SILVER
SPRING, MD – The Montgomery County Planning Department won a prestigious
academic award earlier this month for generating a wall-sized, intricately
detailed color map of the county’s nationally known Agricultural Reserve. The
map was deemed best in the “professional” category at Towson University’s
recent Geographic Information Systems (GIS) conference, which draws scores of
submissions and is attended by hundreds of mapping professionals and
cartography students.
The 93,000-acre Ag Reserve, which runs along the county’s northern
and western borders, protects farming in one of the nation’s best examples of
agricultural protection so close to a metropolitan area.
Jay Mukherjee, a researcher and specialist in the use of GIS to produce planning
maps, created the map to display in the Planning Board auditorium at its Silver
Spring headquarters. The 5-feet- tall by 5-feet-wide map graphically depicts
the Ag Reserve in an attractive, high-quality image.
Montgomery County has used GIS, a computer-based mapping
technology that analyzes spatial data by location, for more than 15 years. The
Planning Department’s Research and Technology Center routinely generates maps
depicting planning-related geographic boundaries and areas.

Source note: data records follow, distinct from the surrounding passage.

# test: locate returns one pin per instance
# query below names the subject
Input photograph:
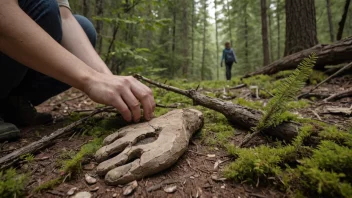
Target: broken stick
(342, 94)
(238, 115)
(346, 67)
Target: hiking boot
(8, 131)
(21, 112)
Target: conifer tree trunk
(86, 8)
(265, 32)
(217, 40)
(204, 38)
(193, 26)
(331, 26)
(229, 20)
(246, 53)
(301, 28)
(185, 38)
(99, 26)
(343, 20)
(271, 41)
(278, 20)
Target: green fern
(286, 92)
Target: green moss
(247, 103)
(317, 77)
(73, 165)
(12, 184)
(48, 185)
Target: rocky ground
(196, 174)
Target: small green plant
(12, 184)
(287, 92)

Mukherjee’s map differs from traditional county map because of its
detail – topographic features, labeling, graphics, and its sheer size. At a
glance, one can see the significant acreage of the Ag Reserve in proportion to
the rest of Montgomery County.
The award at Towson’s 2008 Map Design
Competition, determined by conference participant votes, recognizes the Ag
Reserve map as a marriage of good design and “visual display of cartographic
data.” The map will be exhibited
in the Walters Art Museum in Baltimore until June 28.